3. Pack wisely! On his first trip to India, Scholz recalls, "I discovered that I didn't use half the stuff I brought with me, but still had to carry the weight around." He now packs much lighter, and everything he takes must have "production value," or he leaves it at home. He adds, "I also treat my personal travel photography this way."

4. Be prepared to spend a lot of money initially. If you're traveling to shoot pictures, the ideal scenario is to have a publication or company fund your trip. However, if you're trying to break into professional photography, or shooting for your portfolio or for stock, chances are that you're on your own financially. Be sure you have enough money to invest in a photo excursion, and find out about the tax laws where you live. You may be able to write off a percentage of your expenditures for the first year or two.
5. If you're shooting for stock, and want to photograph people in a location that has no access to "talent," you may have to hire a model from another city and transport him/her to your location. This can get very expensive, so it's a good idea to have a definite shoot list to maximize your time and money. Scholz adds, "I always advise my assistants to shoot stock--it may be their retirement money."
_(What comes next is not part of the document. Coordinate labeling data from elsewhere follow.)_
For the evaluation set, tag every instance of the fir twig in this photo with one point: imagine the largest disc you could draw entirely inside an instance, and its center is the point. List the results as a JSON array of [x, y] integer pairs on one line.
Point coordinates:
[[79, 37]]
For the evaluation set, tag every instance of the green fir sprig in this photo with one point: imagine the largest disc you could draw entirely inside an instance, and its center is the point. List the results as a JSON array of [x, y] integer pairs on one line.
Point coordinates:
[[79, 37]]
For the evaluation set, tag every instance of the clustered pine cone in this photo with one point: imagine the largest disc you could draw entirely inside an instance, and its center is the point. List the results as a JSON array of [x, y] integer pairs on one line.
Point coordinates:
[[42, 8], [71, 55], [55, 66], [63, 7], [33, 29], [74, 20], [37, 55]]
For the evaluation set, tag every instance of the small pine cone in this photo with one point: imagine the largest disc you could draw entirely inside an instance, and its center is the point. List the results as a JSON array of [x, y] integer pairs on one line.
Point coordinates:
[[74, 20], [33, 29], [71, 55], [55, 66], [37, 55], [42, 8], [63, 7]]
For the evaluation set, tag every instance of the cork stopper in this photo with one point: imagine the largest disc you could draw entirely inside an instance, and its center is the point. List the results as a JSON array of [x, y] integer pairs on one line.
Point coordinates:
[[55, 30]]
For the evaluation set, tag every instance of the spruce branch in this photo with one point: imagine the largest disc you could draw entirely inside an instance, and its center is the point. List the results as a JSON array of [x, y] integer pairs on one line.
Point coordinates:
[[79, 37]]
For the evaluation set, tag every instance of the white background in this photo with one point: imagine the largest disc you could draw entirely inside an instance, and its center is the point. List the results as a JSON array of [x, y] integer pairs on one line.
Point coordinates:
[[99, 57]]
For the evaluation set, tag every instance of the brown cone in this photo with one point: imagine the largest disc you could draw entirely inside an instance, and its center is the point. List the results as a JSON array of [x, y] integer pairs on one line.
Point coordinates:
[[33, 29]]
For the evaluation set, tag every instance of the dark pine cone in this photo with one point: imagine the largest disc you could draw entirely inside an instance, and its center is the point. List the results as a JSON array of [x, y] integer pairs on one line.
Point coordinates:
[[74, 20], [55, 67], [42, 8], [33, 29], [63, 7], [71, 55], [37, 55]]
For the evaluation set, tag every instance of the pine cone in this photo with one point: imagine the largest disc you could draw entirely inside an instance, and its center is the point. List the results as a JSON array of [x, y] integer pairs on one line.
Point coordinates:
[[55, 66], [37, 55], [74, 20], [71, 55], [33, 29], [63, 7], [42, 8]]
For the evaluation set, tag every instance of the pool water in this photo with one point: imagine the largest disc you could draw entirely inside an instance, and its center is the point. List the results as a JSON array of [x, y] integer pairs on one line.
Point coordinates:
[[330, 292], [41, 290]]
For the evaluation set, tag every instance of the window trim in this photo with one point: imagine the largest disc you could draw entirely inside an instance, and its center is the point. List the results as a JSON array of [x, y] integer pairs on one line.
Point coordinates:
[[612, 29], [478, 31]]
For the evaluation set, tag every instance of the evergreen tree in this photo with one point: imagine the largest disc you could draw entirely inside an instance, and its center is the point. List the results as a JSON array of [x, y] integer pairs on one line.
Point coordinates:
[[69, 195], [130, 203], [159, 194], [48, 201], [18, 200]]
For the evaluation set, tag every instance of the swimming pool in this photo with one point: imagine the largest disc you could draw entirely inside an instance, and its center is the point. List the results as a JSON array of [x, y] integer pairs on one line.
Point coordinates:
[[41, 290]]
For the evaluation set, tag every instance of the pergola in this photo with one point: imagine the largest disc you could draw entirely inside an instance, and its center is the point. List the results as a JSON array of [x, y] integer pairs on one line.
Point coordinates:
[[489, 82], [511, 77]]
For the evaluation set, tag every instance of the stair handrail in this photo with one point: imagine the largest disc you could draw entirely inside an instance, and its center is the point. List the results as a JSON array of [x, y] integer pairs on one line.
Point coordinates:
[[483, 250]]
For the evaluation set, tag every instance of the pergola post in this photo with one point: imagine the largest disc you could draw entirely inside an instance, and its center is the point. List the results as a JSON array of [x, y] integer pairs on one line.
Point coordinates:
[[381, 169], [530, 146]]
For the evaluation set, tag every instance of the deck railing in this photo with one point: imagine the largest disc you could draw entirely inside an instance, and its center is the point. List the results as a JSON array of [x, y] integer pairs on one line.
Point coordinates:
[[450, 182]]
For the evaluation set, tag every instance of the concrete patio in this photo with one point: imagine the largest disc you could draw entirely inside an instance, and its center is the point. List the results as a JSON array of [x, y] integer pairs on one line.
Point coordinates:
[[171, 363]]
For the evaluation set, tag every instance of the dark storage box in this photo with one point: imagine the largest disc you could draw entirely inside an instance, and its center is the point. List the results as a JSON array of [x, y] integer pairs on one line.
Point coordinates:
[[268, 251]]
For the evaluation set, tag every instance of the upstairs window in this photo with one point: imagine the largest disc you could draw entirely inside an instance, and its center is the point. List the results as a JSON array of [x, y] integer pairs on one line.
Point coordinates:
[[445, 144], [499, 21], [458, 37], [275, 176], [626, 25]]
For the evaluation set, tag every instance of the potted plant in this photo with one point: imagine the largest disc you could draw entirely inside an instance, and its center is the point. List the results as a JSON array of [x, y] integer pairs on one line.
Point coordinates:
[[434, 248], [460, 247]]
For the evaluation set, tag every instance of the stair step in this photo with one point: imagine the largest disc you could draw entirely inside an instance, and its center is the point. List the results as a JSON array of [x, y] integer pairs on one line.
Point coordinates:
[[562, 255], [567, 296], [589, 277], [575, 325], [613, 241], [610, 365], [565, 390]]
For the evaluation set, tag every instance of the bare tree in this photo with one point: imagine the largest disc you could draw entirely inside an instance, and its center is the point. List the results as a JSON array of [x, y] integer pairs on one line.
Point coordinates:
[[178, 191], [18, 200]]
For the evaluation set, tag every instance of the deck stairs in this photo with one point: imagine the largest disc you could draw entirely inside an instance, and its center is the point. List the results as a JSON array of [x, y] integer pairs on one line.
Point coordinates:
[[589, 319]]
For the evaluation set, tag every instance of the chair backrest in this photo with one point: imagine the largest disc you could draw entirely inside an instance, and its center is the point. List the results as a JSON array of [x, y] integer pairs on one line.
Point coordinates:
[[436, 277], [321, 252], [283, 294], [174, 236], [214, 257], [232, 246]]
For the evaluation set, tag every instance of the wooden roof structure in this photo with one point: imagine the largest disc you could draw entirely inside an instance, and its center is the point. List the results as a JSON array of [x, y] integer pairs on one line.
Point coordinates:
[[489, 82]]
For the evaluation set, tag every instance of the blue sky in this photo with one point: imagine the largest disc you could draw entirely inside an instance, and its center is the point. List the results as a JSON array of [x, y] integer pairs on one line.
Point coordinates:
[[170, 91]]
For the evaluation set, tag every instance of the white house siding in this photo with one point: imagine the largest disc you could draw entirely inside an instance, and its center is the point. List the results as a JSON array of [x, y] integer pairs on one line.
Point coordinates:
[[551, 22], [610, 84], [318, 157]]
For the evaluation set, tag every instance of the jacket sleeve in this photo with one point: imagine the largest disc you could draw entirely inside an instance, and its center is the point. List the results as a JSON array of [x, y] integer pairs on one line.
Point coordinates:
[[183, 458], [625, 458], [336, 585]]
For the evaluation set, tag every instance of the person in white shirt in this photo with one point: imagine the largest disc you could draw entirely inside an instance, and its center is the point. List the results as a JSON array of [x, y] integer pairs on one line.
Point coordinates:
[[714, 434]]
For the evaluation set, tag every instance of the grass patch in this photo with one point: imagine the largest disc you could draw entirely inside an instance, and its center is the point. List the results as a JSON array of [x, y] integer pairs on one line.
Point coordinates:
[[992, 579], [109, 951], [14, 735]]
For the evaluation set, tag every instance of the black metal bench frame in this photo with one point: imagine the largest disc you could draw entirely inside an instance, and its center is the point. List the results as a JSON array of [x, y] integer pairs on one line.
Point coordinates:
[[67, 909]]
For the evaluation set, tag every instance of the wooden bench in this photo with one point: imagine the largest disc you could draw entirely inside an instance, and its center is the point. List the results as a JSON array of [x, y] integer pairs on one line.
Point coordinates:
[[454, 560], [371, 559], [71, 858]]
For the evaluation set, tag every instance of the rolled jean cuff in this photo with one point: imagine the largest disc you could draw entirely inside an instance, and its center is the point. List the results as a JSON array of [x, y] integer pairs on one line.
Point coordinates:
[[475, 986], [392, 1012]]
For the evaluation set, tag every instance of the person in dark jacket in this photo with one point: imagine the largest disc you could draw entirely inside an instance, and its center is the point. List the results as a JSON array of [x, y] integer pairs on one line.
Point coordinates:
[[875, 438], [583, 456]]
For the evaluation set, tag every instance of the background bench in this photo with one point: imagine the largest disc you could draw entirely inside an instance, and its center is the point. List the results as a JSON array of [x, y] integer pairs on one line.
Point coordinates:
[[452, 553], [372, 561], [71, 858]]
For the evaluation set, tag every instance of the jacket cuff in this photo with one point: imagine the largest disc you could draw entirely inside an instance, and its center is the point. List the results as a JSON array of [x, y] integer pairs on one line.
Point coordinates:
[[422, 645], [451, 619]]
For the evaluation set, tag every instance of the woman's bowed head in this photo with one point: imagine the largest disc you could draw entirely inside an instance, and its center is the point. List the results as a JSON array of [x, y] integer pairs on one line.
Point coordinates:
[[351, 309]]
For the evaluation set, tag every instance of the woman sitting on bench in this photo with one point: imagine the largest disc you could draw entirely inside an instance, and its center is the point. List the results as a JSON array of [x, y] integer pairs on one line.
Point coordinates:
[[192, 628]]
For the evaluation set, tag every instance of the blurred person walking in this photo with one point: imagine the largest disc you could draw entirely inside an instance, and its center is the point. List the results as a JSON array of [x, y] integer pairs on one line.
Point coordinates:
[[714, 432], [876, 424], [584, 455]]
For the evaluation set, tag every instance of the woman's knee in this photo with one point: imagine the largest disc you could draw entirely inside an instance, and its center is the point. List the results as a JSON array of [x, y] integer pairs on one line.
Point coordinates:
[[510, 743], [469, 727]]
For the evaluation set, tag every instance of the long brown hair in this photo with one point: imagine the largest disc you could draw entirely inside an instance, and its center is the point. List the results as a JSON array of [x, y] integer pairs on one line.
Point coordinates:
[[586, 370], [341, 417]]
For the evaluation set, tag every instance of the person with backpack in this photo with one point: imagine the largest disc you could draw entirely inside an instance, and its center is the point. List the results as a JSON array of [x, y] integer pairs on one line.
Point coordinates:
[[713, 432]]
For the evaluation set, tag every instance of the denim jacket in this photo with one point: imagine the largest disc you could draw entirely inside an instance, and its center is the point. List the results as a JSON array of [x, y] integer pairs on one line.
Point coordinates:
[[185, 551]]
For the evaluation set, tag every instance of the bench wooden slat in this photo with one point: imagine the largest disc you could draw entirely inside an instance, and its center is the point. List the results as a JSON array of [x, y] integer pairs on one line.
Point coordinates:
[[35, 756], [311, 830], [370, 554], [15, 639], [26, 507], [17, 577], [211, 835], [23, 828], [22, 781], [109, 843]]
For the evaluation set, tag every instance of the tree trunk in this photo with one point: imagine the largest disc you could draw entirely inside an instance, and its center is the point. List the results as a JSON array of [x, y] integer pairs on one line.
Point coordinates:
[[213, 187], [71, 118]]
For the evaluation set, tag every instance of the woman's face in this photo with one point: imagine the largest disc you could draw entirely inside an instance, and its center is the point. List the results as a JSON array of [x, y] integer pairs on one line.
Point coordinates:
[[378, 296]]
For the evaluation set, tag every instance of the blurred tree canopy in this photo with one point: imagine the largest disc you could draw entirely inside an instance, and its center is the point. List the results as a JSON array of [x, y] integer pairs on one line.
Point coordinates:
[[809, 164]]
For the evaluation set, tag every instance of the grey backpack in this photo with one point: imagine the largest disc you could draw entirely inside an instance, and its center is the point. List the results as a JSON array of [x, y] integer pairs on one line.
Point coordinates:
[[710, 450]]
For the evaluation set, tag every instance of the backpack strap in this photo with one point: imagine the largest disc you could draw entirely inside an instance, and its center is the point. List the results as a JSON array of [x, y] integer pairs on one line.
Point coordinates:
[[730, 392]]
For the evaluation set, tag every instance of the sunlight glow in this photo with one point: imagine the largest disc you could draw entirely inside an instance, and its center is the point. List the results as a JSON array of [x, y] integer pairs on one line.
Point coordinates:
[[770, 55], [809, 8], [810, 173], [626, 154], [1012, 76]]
6. Get releases! Scholz recommends that all your releases are "industry standard," for adults, minors, property, and even livestock. "I cannot stress enough the importance of proper documentation when shooting for stock," he says. Also, he says, if you're submitting work to a stock agency for the first time, make sure to ask which buildings are off-limits for stock usage. "You'll be surprised by the answers--so don't go and shoot the `wrong' places."

7. If you promise to send pictures to models, do it. "Not only will you be remembered in a negative way if you break your promise, but you'll influence others not to trust photographers," Scholz notes.

Wilhelm Scholz clearly loves his job and remains enthusiastic about the new experiences that travel brings. "You get to meet incredible people out there with unique stories," he says.